Hujan turun deras di luar jendela kedai kopi "Senja", membuat suasana menjadi semakin hangat dan nyaman. Aku sedang membaca buku sambil sesekali menyeruput Americano-ku yang sudah hampir dingin. Di meja seberang, seorang gadis dengan sweater tebal terlihat sedang menulis sesuatu di buku catatannya. Sesekali ia menghela napas, terlihat frustasi.
Akhirnya, dia mengacak-acak rambutnya, menutup buku catatan itu dengan keras.
Aku tersenyum kecil. "Sepertinya kamu sedang ada masalah dengan tulisanmu," kataku, memecah keheningan.
Gadis itu terkejut. "Oh, maaf kalau suaraku terlalu keras. Iya, buntu ide."
"Aku paham. Terkadang, ide itu datang saat kita tidak mencarinya," ujarku sambil menunjuk buku di tanganku. "Aku malah sering dapat ide dari hal-hal yang tidak terduga."
Dia tersenyum tipis. "Boleh aku tahu namamu? Aku Naya."
"Aku Rian," jawabku. "Kamu menulis apa?"
"Sebuah novel. Tentang sebuah rahasia keluarga yang tersembunyi di masa lalu," katanya, matanya memancarkan kegelisahan. "Tapi aku tidak tahu harus memulai dari mana. Rasanya, terlalu berat."

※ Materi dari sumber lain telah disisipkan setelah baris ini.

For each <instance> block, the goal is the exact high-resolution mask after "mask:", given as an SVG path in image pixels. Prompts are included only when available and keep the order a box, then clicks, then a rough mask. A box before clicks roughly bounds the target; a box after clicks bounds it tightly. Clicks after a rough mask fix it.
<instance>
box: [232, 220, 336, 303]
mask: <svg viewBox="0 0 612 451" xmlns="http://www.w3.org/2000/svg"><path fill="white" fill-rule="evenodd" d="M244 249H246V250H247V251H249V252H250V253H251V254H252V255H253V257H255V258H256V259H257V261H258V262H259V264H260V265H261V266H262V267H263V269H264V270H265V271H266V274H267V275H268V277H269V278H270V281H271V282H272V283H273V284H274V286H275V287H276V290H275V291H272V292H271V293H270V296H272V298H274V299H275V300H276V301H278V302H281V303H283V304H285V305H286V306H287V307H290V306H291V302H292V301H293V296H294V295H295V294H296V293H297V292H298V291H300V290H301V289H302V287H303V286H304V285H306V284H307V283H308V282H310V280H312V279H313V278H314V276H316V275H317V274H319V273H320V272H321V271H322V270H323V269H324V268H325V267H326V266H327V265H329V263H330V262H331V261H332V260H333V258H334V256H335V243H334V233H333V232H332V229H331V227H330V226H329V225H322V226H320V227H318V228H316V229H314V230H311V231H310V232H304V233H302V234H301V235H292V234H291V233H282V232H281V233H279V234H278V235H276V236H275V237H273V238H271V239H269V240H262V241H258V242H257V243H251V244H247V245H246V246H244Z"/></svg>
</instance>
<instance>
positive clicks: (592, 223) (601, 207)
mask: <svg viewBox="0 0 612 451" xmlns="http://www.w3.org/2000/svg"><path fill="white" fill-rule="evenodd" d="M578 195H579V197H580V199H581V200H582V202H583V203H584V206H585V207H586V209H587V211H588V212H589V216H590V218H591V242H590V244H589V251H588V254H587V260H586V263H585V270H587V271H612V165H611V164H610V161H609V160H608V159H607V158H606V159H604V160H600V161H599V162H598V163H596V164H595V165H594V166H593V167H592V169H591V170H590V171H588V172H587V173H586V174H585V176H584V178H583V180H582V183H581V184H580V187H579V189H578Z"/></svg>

Aku mengamati ekspresi Naya, ada sesuatu yang lebih dari sekadar kesulitan menulis. "Ini cerita fiksi, kan? Kenapa terlihat begitu personal?" tanyaku hati-hati.

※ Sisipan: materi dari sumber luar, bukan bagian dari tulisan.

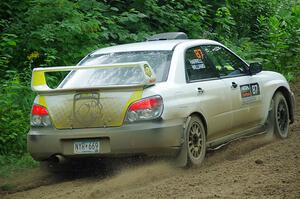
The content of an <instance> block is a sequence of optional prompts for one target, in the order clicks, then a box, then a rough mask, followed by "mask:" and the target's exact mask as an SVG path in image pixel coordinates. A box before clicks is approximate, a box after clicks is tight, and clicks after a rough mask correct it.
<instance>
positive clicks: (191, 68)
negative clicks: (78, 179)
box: [185, 47, 218, 81]
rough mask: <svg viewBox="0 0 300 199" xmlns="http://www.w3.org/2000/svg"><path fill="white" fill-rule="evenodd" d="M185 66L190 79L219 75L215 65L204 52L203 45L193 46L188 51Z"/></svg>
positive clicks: (196, 79)
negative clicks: (210, 60)
mask: <svg viewBox="0 0 300 199" xmlns="http://www.w3.org/2000/svg"><path fill="white" fill-rule="evenodd" d="M185 68H186V76H187V80H188V81H197V80H202V79H208V78H215V77H218V73H217V71H216V69H215V67H214V65H213V64H212V63H211V62H210V61H209V59H208V57H207V55H205V54H204V53H203V52H202V48H201V47H193V48H190V49H188V50H187V51H186V53H185Z"/></svg>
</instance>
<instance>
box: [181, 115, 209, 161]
mask: <svg viewBox="0 0 300 199" xmlns="http://www.w3.org/2000/svg"><path fill="white" fill-rule="evenodd" d="M186 139H187V140H186V141H187V156H188V157H187V166H199V165H201V163H202V162H203V160H204V157H205V153H206V133H205V129H204V126H203V123H202V121H201V120H200V119H199V118H198V117H196V116H192V117H191V120H190V121H189V124H188V126H187V131H186Z"/></svg>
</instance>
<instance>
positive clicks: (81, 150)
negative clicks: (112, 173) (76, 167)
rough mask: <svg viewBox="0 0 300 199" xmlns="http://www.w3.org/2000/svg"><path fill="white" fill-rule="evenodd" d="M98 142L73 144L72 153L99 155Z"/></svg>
mask: <svg viewBox="0 0 300 199" xmlns="http://www.w3.org/2000/svg"><path fill="white" fill-rule="evenodd" d="M99 152H100V142H99V141H80V142H74V153H75V154H89V153H99Z"/></svg>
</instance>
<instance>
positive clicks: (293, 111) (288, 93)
mask: <svg viewBox="0 0 300 199" xmlns="http://www.w3.org/2000/svg"><path fill="white" fill-rule="evenodd" d="M277 92H281V93H282V94H283V96H284V98H285V100H286V102H287V104H288V108H289V117H290V121H291V123H293V122H294V114H293V113H294V111H293V108H294V107H293V104H292V99H291V95H290V91H289V89H287V88H286V87H284V86H280V87H278V88H277V89H276V90H275V92H274V94H273V96H272V99H273V97H274V96H275V95H276V93H277Z"/></svg>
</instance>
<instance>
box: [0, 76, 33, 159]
mask: <svg viewBox="0 0 300 199" xmlns="http://www.w3.org/2000/svg"><path fill="white" fill-rule="evenodd" d="M7 73H8V74H7V76H9V79H8V80H4V81H2V82H1V87H0V132H1V135H0V155H1V154H17V155H20V154H23V153H24V151H26V144H25V143H26V133H27V132H28V130H29V112H30V108H31V104H32V100H33V95H34V94H33V93H32V91H31V90H30V87H29V85H28V84H24V82H26V76H27V82H28V79H30V78H29V73H28V72H27V73H26V72H25V73H23V74H17V73H16V72H14V71H7ZM21 76H22V78H21ZM22 79H23V80H22Z"/></svg>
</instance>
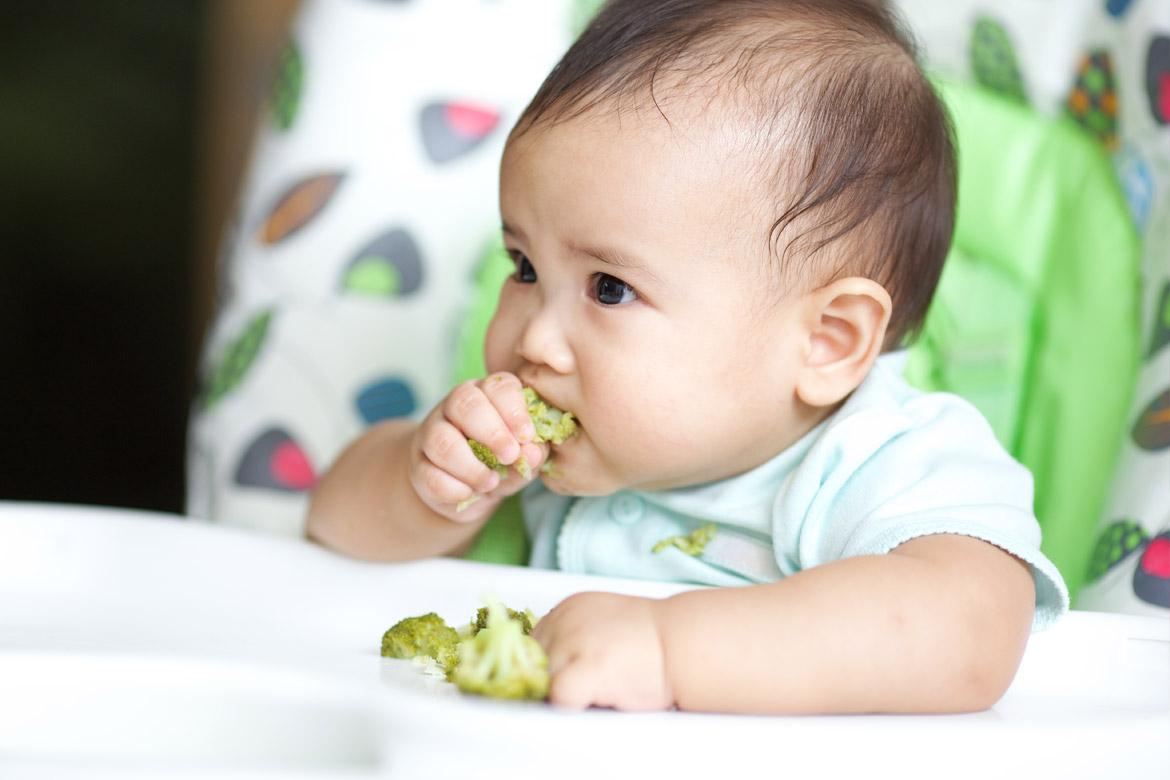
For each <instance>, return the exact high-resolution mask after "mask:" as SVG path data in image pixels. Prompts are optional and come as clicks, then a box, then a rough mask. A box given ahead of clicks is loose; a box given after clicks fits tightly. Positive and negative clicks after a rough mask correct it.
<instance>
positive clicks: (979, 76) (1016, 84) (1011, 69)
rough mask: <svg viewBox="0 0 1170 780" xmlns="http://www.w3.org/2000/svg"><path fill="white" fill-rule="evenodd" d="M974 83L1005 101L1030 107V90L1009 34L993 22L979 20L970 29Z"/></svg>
mask: <svg viewBox="0 0 1170 780" xmlns="http://www.w3.org/2000/svg"><path fill="white" fill-rule="evenodd" d="M969 55H970V57H971V73H972V74H973V75H975V81H976V82H977V83H979V84H982V85H983V87H986V88H987V89H990V90H993V91H996V92H999V94H1000V95H1003V96H1004V97H1007V98H1011V99H1013V101H1017V102H1019V103H1027V90H1026V89H1025V87H1024V77H1023V76H1021V75H1020V69H1019V64H1018V63H1017V61H1016V49H1014V48H1013V47H1012V41H1011V37H1009V35H1007V30H1006V29H1004V26H1003V25H1000V23H999V22H998V21H996V20H995V19H991V18H990V16H980V18H979V19H977V20H976V22H975V27H972V28H971V41H970V44H969Z"/></svg>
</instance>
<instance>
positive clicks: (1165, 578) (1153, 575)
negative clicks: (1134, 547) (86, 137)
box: [1134, 531, 1170, 607]
mask: <svg viewBox="0 0 1170 780" xmlns="http://www.w3.org/2000/svg"><path fill="white" fill-rule="evenodd" d="M1134 595H1136V596H1137V598H1138V599H1141V600H1142V601H1145V602H1147V603H1152V605H1154V606H1156V607H1170V532H1168V531H1163V532H1162V533H1159V534H1158V536H1156V537H1154V541H1151V543H1150V544H1149V546H1148V547H1145V552H1143V553H1142V559H1141V560H1140V561H1137V568H1136V570H1134Z"/></svg>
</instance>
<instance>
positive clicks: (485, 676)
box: [381, 602, 549, 699]
mask: <svg viewBox="0 0 1170 780" xmlns="http://www.w3.org/2000/svg"><path fill="white" fill-rule="evenodd" d="M536 620H537V619H536V616H535V615H534V614H532V612H531V610H530V609H525V610H524V612H517V610H515V609H509V608H508V607H505V606H503V605H502V603H498V602H491V603H489V605H488V606H487V607H481V608H480V610H479V612H477V613H476V614H475V620H474V621H472V622H470V623H468V626H467V627H466V629H464V630H462V631H456V630H455V629H454V628H452V627H449V626H448V624H447V623H446V622H443V620H442V617H440V616H439V615H436V614H435V613H428V614H426V615H419V616H418V617H407V619H405V620H400V621H399V622H398V623H395V624H394V626H393V627H392V628H391V629H388V630H387V631H386V633H385V634H384V635H383V637H381V655H383V656H385V657H390V658H409V660H413V661H415V662H417V663H421V665H424V671H425V672H426V674H431V672H429V671H427V669H428V668H429V669H433V670H435V674H438V672H439V671H441V672H442V676H445V677H446V678H447V679H448V681H450V682H453V683H455V685H456V686H457V688H459V689H460V690H462V691H466V692H468V693H476V695H480V696H489V697H493V698H504V699H543V698H544V697H545V696H546V695H548V692H549V660H548V656H545V654H544V648H542V647H541V644H539V642H537V641H536V640H534V639H532V637H531V636H529V633H530V631H531V630H532V626H535V624H536Z"/></svg>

Naya terdiam sejenak. "Sebenarnya... ini bukan fiksi sepenuhnya. Ini kisah nenekku. Beliau... baru saja meninggal. Dan sebelum itu, ia berpesan untuk mencari sebuah kotak kecil di bawah pohon mangga di halaman rumahnya. Tapi kami tidak pernah menemukannya."